Data-driven robust optimization booklet

Optimal power flow opf tools are routinely used to schedule and continuously dispatch controllable generators and loads to balance the system with minimal costs and losses. The conference booklet contains full details of the conference program as well as other useful information. Robust optimization with data driven asymmetric uncertainty set construction zukui li, said rahal department of chemical and materials engineering, university of alberta, edmonton, ab, canada t6g1h9 abstract in this paper, we introduced a novel method for asymmetric uncertainty set construction based on the distributional information of. When robust statistics meets with robust optimization. Then, we make distributionally robust decisions that hedge against the worstcase distributions within the ambiguity set.

Section 2 presents the model of datadriven distributionally robust polynomial optimization dro for short. Datadriven optimization for intelligent and efficient transport. Robustness of datadriven cvar optimization using smoothing technique by johnny chow aresearchpaper presented to the university of waterloo in partial ful. Datadriven robust optimzation an introduction to developing smart uncertainty sets mohammad namakshenas research fellow at choir march 18, 2019. Robust optimization problems where theuncertainty isaprobability. Datadriven distributionally robust polynomial optimization. The probability distribution of the random variable. First, adopting a worstcase approach regularizes the optimization problem and thereby mitigates the optimizer s curse characteristic for stochastic.

Robust optimization allows for the modeling of an uncertainty set and ensures that the chosen solution can handle any possible realization based on this uncertainty set. We introduce a new notion of datadriven distributional robustness. First, adopting a worstcase approach regularizes the optimization problem and thereby mitigates the optimizer. Datadriven robust optimization for crude oil blending. Leveraging big data for robust process operation under.

Research proposed a datadriven adaptive robust optimization method for operational optimization.

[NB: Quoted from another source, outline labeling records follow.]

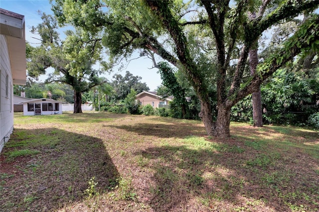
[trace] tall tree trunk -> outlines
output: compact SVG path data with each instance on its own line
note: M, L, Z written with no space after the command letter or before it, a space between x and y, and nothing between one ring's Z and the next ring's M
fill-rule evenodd
M211 108L210 104L207 101L200 100L200 112L198 116L201 119L206 128L206 131L208 135L213 136L213 129L215 124L213 121L211 115Z
M223 105L218 107L217 119L213 121L210 104L208 102L200 101L201 110L199 114L208 135L220 138L228 137L229 133L230 122L230 108Z
M73 113L82 113L82 93L74 91L74 108Z
M254 45L257 46L257 45ZM255 74L258 64L258 54L257 48L249 50L249 67L251 75ZM263 126L263 111L261 104L261 92L260 88L257 92L254 92L252 95L253 102L253 119L254 126Z

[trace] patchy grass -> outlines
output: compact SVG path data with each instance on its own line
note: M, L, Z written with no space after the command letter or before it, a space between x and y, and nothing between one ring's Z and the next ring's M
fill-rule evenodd
M24 116L0 155L0 211L318 211L319 132L105 112Z

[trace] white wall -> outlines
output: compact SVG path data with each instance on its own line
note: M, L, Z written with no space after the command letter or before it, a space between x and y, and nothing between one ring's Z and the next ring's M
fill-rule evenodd
M13 129L13 81L10 58L5 36L0 35L0 152L10 137ZM8 76L8 96L6 94L6 78Z
M34 104L38 103L41 104L41 115L53 115L56 114L62 114L62 103L59 103L59 110L55 110L55 111L42 111L42 104L43 102L34 102L34 103L29 103L30 104ZM49 101L45 101L45 103L53 103L55 104L55 103L52 102L50 102ZM28 103L23 103L23 115L34 115L34 111L28 111Z

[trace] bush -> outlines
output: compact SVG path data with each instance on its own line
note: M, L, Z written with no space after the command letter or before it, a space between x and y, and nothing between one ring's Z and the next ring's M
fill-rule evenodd
M158 116L167 117L169 115L169 109L166 109L164 107L157 108L155 109L155 114Z
M319 112L310 115L308 117L307 122L311 126L319 129Z
M151 105L147 105L142 109L142 113L145 115L152 115L154 114L154 108Z

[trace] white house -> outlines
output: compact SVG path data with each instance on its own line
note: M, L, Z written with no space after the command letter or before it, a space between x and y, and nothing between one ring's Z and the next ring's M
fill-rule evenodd
M23 105L24 115L62 114L62 102L48 99L37 99L19 103Z
M24 16L0 8L0 152L13 129L13 84L26 80Z
M13 112L23 112L23 105L20 103L31 100L31 99L13 95Z

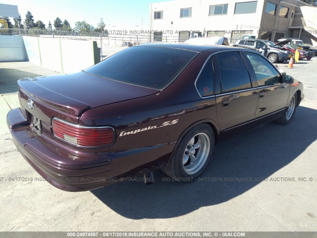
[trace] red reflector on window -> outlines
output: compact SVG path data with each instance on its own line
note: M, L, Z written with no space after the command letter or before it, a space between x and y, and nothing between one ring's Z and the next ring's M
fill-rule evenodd
M109 126L83 126L53 118L53 134L79 146L99 147L110 145L114 140L114 130Z

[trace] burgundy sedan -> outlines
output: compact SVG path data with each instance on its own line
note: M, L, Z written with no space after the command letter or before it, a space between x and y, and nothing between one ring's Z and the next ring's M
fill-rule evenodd
M197 178L214 145L275 120L288 124L303 84L254 51L131 47L81 72L19 80L13 140L53 185L84 191L161 169Z

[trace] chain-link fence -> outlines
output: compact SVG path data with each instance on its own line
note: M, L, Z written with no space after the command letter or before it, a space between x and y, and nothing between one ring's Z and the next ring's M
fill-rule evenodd
M124 32L124 31L122 31ZM38 29L0 29L0 35L26 36L41 38L54 38L69 40L95 41L100 48L101 60L113 55L124 48L149 42L157 43L179 43L185 41L182 36L163 36L162 34L148 35L112 34L106 32L78 32L74 31L55 31ZM125 33L125 32L123 32ZM189 36L186 39L189 39ZM239 37L228 38L232 44Z

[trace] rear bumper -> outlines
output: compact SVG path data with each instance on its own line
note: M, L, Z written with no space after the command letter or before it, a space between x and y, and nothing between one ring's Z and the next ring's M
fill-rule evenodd
M98 188L117 181L111 177L111 159L108 152L94 155L76 151L76 148L65 147L45 135L40 136L32 129L18 108L8 113L7 123L20 153L53 186L65 191L79 191ZM92 156L100 157L102 162L88 164L87 160ZM82 165L78 162L81 160L83 162ZM72 161L76 165L71 165Z
M175 141L110 153L108 147L80 148L44 133L40 135L19 108L9 112L7 123L14 144L29 164L52 185L68 191L99 188L161 168L176 144Z

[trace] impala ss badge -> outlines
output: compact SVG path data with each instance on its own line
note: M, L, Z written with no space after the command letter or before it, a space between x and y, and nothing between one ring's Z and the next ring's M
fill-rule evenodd
M29 108L30 108L31 109L34 109L34 103L33 103L33 101L32 101L31 99L29 99L28 100L28 106L29 106Z
M176 124L178 122L178 119L176 119L176 120L168 120L168 121L165 121L165 122L163 122L161 125L159 126L157 126L156 125L153 125L152 126L149 126L148 127L142 128L142 129L138 129L135 130L132 130L132 131L122 131L119 136L123 136L124 135L131 135L133 134L135 134L136 133L141 132L142 131L145 131L146 130L149 130L152 129L157 129L159 127L161 127L162 126L166 126L166 125L173 125L174 124Z

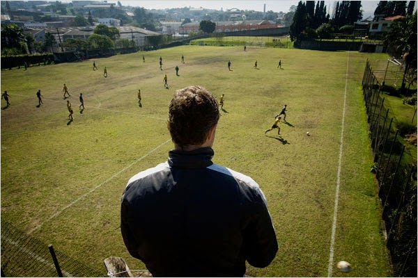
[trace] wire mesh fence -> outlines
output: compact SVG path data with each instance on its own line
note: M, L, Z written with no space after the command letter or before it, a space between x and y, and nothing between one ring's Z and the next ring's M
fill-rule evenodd
M417 165L405 151L395 128L396 120L389 118L385 98L380 97L378 79L368 60L363 76L363 95L368 115L387 246L394 274L417 277Z
M93 269L1 221L2 277L105 277L104 270ZM54 263L52 252L59 265ZM60 273L61 272L61 273Z

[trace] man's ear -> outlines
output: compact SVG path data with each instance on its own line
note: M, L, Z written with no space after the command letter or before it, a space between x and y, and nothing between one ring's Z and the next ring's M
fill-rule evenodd
M208 140L213 140L212 137L215 137L215 131L216 130L217 126L217 124L215 124L209 130L209 133L208 134Z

The agents aim to cooperatively find, using their collected data, a solution with guaranteed outofsample performance. Research proposed a datadriven adaptive robust optimization method for operational optimization of an industrial steam system under. Datadriven optimization under distributional uncertainty. First, the blending effect model is used to extract uncertainties of oil components from production data. Introduction robust optimization is a popular approach to optimization. We propose piecewise linear kernelbased support vector clustering svc as a new approach tailored to data driven robust optimization. We consider robust shortest path problems, where the aim is to find a path that optimizes the worstcase performance over an uncertainty set containing all. Datadriven distributionally robust optimization using the wasserstein metric 2 distributionally robust optimization has the following striking bene ts. We study new datadriven distributionally robust optimization.

This set is a ball around a density function estimated from data samples, i. Robustness of datadriven cvar optimization using smoothing. Datadriven decision making under uncertainty integrating. By solving a quadratic program, the distributional geometry.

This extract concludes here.